Francisco José de Goya and Lucientes

Spanish painter and engraver born in Fuendetodos, Zaragoza, one of the great masters of Spanish painting and world engraving in the 19th and 20th centuries. Son of the master decorator José de Goya and Gracia Lucientes, he began his studies in Zaragoza, taught by the painter José Luzán, educated in Naples, professor at the Academy of Drawing in Zaragoza. As a young man he obtained a scholarship to the Real Academia de San Fernando in Madrid, where he became a pupil of the Spanish court painter Francisco Bayeu. He went to Italy to continue his studies (1770), by his own means, returning the following year to Zaragoza, where he was commissioned to paint the conventional frescoes in the chapel of Nuestra Señora del Pilar, in Zaragoza This work was carried out in spaces for the next ten years, until it became incompatible with the Junta da Basilica de Nossa Senhora do Cornerstone. He married (1773) the sister of Francisco Bayeu and, called by his brother-in-law, moved to Madrid (1775).

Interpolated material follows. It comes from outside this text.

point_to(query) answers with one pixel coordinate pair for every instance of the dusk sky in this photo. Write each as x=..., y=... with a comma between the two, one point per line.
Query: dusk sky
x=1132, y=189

Indicated by his brother-in-law, he was commissioned to paint the first series of cards, from a batch that would end up in 60 paintings (1792), for the Royal Tapestry Factory of Santa Bárbara, a work directed by the German artist Anton Raphael Mengs, one of the exponents of neoclassicism and artistic director of the Spanish court, with the title of First Painter of the Chamber. He became a member of the Royal Academy of San Fernando de Madrid, being admitted with a painting entitled Christ on the Cross (1780). He was named court painter (1786) by Charles III, an appointment confirmed by Charles IV. He painted The Meadow of Saint Isidro (1787). From the following decade onwards, he began to demonstrate his realistic inclinations (1792) by drifting towards eroticism. Traveling through Andalusia (1792), he fell seriously ill, not recovering until the following year, but became deaf.


Appointed first court painter (1799), he reached the height of prestige, and held the position until the throne was occupied (1808) by José Bonaparte. After completing his most famous collection, The Disasters of War (1810-1814), in which the artist recalls the atrocities of the invasions Napoleons in Spain, he returned to his post at court (1814) with Fernando VII, but the restoration of absolutism led him to isolate himself at Quinta del Sordo. He produced the collection of prints Tauromaquia (1816) showing the feats and celebrated heroes of the plaza de toros and then he made the last of his sets of engravings and the most difficult to approach, the Disparates (1819). He moved (1824) to Bordeaux, France, where he died after four years.
Also known were the works Conde de Floridablanca (1783), the official paintings of the new king, Carlos IV, and queen, Maria Luísa (1789), Os Caprichos (1797-1799), aquatint work with 80 engravings and given to the king in exchange for a pension for his son Francisco Xavier, then aged 15, O Manicómio (1799), the his famous portrait of the Spanish royal family (1800-1801) and ending with portraits of the Marquis of San Adrián (1804) and Bartilé Sureda (1806), among others many.